Transcribe long audio recordings into clean, readable prose using Qwen3-ASR served through vLLM. Optional word-level timestamps via the matching forced aligner.
Built around a single-GPU 24 GB workstation (RTX 3090 / 4090 class). On that hardware it transcribes at roughly 150–250× realtime — a 51-minute recording finishes in about 16 seconds after the model is loaded.
- Python 3.11 or 3.12 (vLLM does not yet support 3.13+).
- Linux, NVIDIA GPU with ~16 GB VRAM free for transcription, +2 GB for alignment (or run them as separate processes on 24 GB cards).
- CUDA drivers installed and working with PyTorch.
ffmpegandffprobeon$PATH.uv.
# from a clone (editable):
uv tool install --python 3.12 -e '/path/to/speech2md[gpu]' --force
# from git:
uv tool install --python 3.12 'speech2md[gpu] @ git+https://github.com/kumekay/speech2md'Exposes three commands on $PATH:
speech2md— audio → prose markdown.align-transcription— word-level timestamps.diarize-transcription— speaker diarization on top of the word-level output (who spoke when).
The [gpu] extra pulls torch + qwen-asr[vllm] + pyannote.audio and
is required at runtime.
--force re-installs if you already have speech2md as a tool without
the extra.
Transcribe a single file:
speech2md audio/recording.m4aThis writes audio/recording.md — one long line of prose, nothing
else.
Transcribe a whole folder in one pass (the model loads once and is reused across files):
speech2md /path/to/recordings/*.m4a /path/to/recordings/*.mp3Use --skip-existing to safely re-run over a folder without
re-transcribing files that already have a .md next to them.
speech2md can run just the transcription step, or drive the full
pipeline (transcribe → align → diarize) in a single command.
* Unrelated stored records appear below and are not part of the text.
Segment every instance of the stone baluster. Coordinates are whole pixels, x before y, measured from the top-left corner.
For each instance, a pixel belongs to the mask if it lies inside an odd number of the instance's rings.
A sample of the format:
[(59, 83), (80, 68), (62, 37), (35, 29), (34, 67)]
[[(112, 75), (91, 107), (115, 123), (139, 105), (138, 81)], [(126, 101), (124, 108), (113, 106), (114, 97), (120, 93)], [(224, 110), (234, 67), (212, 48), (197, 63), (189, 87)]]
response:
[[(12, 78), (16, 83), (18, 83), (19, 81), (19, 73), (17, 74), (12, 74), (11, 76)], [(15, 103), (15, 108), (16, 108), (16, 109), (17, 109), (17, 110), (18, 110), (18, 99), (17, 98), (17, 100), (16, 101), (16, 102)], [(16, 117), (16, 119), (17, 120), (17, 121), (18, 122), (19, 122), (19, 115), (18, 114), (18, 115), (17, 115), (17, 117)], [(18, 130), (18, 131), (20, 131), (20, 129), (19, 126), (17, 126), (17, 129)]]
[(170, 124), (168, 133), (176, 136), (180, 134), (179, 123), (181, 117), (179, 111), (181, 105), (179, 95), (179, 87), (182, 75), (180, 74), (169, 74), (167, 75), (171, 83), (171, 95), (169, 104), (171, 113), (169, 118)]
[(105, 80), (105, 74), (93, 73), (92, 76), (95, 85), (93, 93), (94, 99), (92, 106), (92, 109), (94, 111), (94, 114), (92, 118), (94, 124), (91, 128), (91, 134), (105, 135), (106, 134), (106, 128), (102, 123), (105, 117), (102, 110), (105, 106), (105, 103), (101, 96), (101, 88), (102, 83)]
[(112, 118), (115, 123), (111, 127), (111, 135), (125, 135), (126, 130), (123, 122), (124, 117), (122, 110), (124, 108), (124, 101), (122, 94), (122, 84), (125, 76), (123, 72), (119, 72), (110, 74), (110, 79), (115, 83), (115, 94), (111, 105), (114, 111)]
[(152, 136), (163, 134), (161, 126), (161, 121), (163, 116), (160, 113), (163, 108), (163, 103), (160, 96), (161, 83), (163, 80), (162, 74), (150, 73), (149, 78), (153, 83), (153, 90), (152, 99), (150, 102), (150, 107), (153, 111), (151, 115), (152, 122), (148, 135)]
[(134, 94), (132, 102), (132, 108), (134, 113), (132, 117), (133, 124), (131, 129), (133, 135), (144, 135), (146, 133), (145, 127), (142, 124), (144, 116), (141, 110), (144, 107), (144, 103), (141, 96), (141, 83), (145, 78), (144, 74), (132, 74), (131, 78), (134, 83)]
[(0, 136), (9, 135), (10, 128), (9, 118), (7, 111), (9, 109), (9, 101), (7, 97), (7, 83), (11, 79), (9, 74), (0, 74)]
Output
is controlled by four orthogonal flags:
| Flag | Effect |
|---|---|
--diarize |
run speaker diarization; the .md becomes speaker-grouped |
--srt |
also emit a subtitle file — word-level without --diarize, sentence-ish with speaker labels when --diarize |
--json |
keep the per-chunk .json sidecar (and .words.json when alignment ran) |
--no-md |
suppress the .md output (requires --srt or --json) |
Intermediate artifacts that the pipeline produces on the way (the
chunks JSON, the word-level JSON, the pre-diarization SRT) are cleaned
up by default; pass --json to keep them.
The final files on disk after one of the common recipes:
speech2md audio.m4a # audio.md (prose)
speech2md audio.m4a --diarize # audio.md (diarized)
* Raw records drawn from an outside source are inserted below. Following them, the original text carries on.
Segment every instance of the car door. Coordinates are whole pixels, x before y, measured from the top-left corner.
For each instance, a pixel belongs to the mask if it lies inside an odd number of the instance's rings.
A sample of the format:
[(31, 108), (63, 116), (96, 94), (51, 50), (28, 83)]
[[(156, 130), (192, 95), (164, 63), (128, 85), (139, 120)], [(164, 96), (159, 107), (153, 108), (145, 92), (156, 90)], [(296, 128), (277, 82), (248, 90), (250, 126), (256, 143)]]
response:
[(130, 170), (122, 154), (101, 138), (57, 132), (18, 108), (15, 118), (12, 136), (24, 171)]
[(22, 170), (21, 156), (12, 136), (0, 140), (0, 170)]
speech2md audio.m4a --diarize --srt # audio.md (diarized) + audio.srt (speaker-labeled)
speech2md audio.m4a --srt # audio.md (prose) + audio.srt (word-level)
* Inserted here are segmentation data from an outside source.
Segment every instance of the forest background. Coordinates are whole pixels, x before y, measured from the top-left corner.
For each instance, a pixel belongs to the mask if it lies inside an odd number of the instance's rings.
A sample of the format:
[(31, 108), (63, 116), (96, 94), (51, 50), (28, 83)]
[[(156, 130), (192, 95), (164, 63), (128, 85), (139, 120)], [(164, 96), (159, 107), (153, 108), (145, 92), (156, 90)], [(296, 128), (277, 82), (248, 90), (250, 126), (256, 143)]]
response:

speech2md audio.m4a --no-md --srt --diarize # audio.srt only (speaker-labeled)
speech2md audio.m4a --no-md --json --diarize # audio.json + audio.words.json onlyalign-transcription and diarize-transcription are also exposed
as standalone commands for scripts that want to run a single stage
against pre-existing artifacts. Both accept multiple JSON inputs in
one call so the aligner / pyannote pipeline loads once per batch:
align-transcription a.json b.json c.json
diarize-transcription a.words.json b.words.jsonffprobereads the audio duration.ffmpeg silencedetectfinds pauses (default: ≥0.4 s at ≤-35 dB).- A small planner (
plan_splitsinspeech2md.transcribe) walks the timeline and picks cut points inside silences closest to the target chunk length. If no silence is available inside the window, it falls back to a hard cut at--max-chunk. This avoids mid-word cuts, which were the single biggest source of chunk-edge garbage in the first implementation. ffmpeg -ss -toextracts each chunk as mono 16 kHzpcm_s16le.- All chunks from the current file are fed to
vLLMin onemodel.transcribe([...])call. vLLM handles continuous batching internally. - Per-chunk text is joined with a space and written as prose.
The default ASR chunk target is 15 minutes (--target 900) with a 20
minute hard cap (--max-chunk 1200). When the full pipeline runs
(--srt and/or --diarize), speech2md does a second ASR prep pass
just for alignment with much shorter chunks: target 75 s
(--align-target 75), hard cap 90 s (--align-max-chunk 90). That
keeps the forced aligner away from the long-span timestamp collapse
seen on multi-minute chunks.
With speech2md --srt the aligner runs as a second subprocess (vLLM
and the forced aligner together OOM on 24 GB, so they need separate
processes). In pipeline mode, speech2md first writes the prose .md
from larger ASR chunks, then runs a second short-chunk ASR prep pass to
produce the JSON consumed by the aligner. The audio.srt output has one
cue per word.
The aligner is Qwen/Qwen3-ForcedAligner-0.6B — about 1–2 GB VRAM on
its own.
speech2md --diarize runs pyannote/speaker-diarization-community-1
over the audio and attaches speaker labels to the word-level
transcript. Under the hood that's three subprocesses chained: the
aligner (and therefore the chunks sidecar) is a prerequisite because
the 4-minute chunks are too coarse to attribute to a single speaker —
we need word-level timing to draw speaker boundaries.
Output shape:
.mdis grouped under## SPEAKER_XXheadings, with consecutive same-speaker segments collapsed into a single paragraph..srt(when combined with--srt) has one cue per contiguous speaker run, further split on long pauses or sentence-closing punctuation so cues stay subtitle-sized. Each cue is prefixed with the speaker label.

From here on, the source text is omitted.